NTU Machine Learning Final Project Proposal Notes
tags: NTU_ML
Machine Learning
Deep6mAPred: A CNN and Bi-LSTM-based deep learning method for predicting DNA N6-methyladenosine sites across plant species
Introduction & Motivation
- DNA methylation alters activities of DNA segments without changing the sequence, which thus yields a wide variety of roles in the cellular processes across organisms or tissues
- DNA methylation is widely distributed both in prokaryote and in eukaryote, but the proportion of methylated residues differs greatly with species
- DNA methylation is essential for normal development
- DNA methylation is increasingly attracting attentions from biologists
Related works
- Even Luo et al.[41] - proposed the DNA 6mA as a new epigenetic mark in eukaryotes
- 2 major ways to detect DNA 6mA sites:
- Wet experiments
- mass spectrometry / methylation-specific polymerase chain reaction / single-molecule real-time sequencing
- Times consuming / expensive / labor-intensive
- Dry experiments - computational methods
- learning a classifier: feature-based and the deep learning-based methods
- Pian et al.[45] - employed transition probability between adjacent nucleotides to construct a Markov model to identify 6mA site
- Chen et al.[47] –
SVM
based method for rice 6mA prediction - The i6mA-DNCP[51] - improve the representation with optimized dinucleotide-based features
- iDNA6mA-Rice[1] – multiple encoding schemes as representations / random forest
- 6mA-RicePred[53] – fused multiple features including Markov feature for rice 6mA prediction
- csDMA[54] – three representations and explore the best one
- 6mA-Finder[55] – seven sequence-based coding schemes
- iIM-CNN - employed CNN
- iDNA6mA - deep learning-based method / CNN
- Huang et al. [72] - LSTM-based method called 6mA-Pred
- Le et al. [73] - employed transformer-based BERT
- DNA6mA-MINT [74] - stacked CNN and LSTM simply
- Wet experiments
- Appendix
- [41]G.Z. Luo, M.A. Blanco, E.L. Greer, C. He, Y. Shi, DNA N(6)-methyladenine: a new epigenetic mark in eukaryotes? Nat. Rev. Mol. Cell Biol. 16 (12) (2015) 705–710, https://doi.org/10.1038/nrm4076.
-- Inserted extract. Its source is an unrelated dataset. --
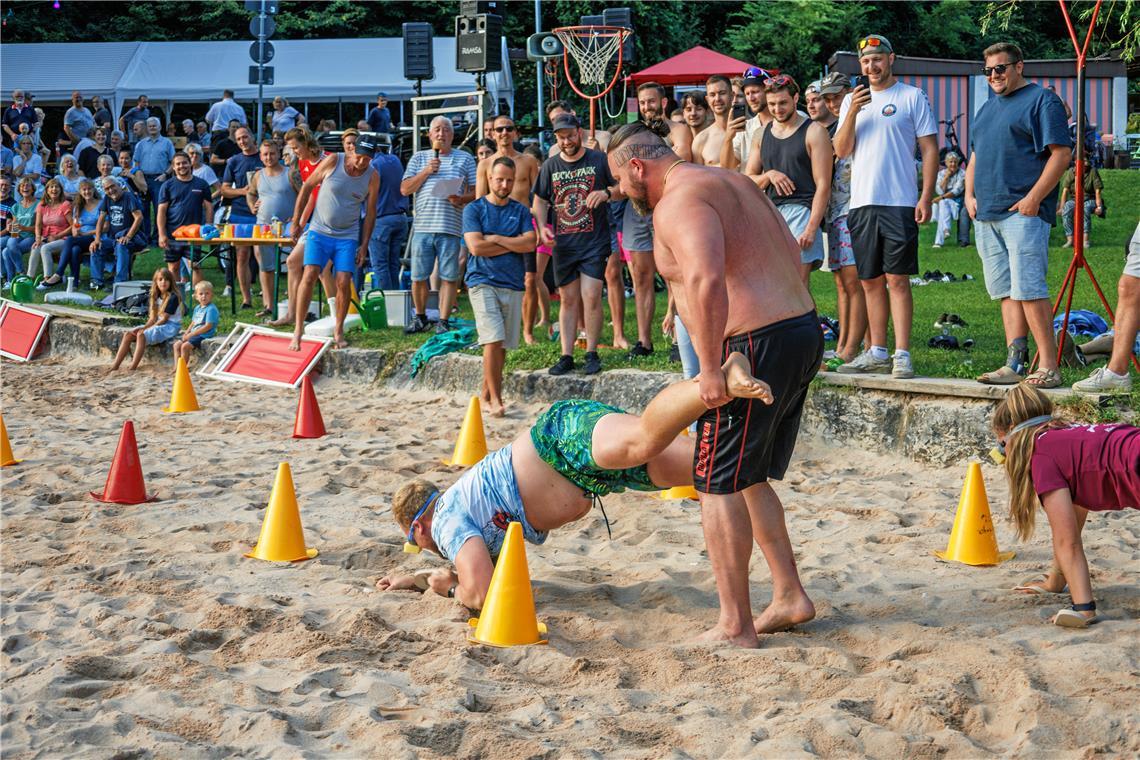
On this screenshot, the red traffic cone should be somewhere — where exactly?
[91,419,158,504]
[293,375,325,438]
- [45] C. Pian, G. Zhang, F. Li, X. Fan, MM-6mAPred: identifying DNA N6- methyladenine sites based on Markov model, Bioinformatics 36 (2) (2020) 388–392, https://doi.org/10.1093/bioinformatics/btz556.
- [47] W. Chen, H. Lv, F. Nie, H. Lin, i6mA-Pred: identifying DNA N6-methyladenine sites in the rice genome, Bioinformatics 35 (16) (2019) 2796–2800, https://doi.org/10.1093/bioinformatics/btz015.
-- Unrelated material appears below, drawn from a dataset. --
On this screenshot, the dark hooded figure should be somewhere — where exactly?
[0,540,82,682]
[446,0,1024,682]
- [51] L. Kong, L. Zhang, i6mA-DNCP: computational identification of DNA N6- methyladenine sites in the rice genome using optimized dinucleotide-based features, Genes 10 (10) (2019) 828, https://doi.org/10.3390/genes10100828.
- [1] H. Lv, F.Y. Dao, Z.X. Guan, D. Zhang, J.X. Tan, Y. Zhang, W. Chen, H. Lin, iDNA6mA-Rice: a computational tool for detecting N6-methyladenine sites in rice, Front. Genet. 10 (2019) 793, https://doi.org/10.3389/fgene.2019.00793.
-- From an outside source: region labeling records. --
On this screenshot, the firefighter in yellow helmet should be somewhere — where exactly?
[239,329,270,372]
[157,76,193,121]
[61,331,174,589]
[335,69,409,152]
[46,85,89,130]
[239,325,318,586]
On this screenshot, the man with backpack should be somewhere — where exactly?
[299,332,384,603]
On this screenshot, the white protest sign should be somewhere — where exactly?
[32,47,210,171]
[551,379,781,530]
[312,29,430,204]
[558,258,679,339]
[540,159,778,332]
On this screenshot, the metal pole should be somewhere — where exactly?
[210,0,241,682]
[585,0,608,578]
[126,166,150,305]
- [53] Q. Huang, J. Zhang, L. Wei, F. Guo, Q. Zou, 6mA-RicePred: a method for identifying DNA N6-methyladenine sites in the rice genome based on feature fusion, Front. Plant Sci. 11 (2020) 4, https://doi.org/10.3389/fpls.2020.00004.
- [54] Z. Liu, W. Dong, W. Jiang, Z. He, csDMA: an improved bioinformatics tool for identifying DNA 6 mA modifications via Chou’s 5-step rule, Sci. Rep. 9 (1) (2019) 1–9, https://doi.org/10.1038/s41598-019-49430-4.
- [55] H. Xu, R. Hu, P. Jia, Z. Zhao, 6mA-Finder: a novel online tool for predicting DNA N6-methyladenine sites in genomes, Bioinformatics 36 (10) (2020) 3257–3259, https://doi.org/10.1093/bioinformatics/btaa113.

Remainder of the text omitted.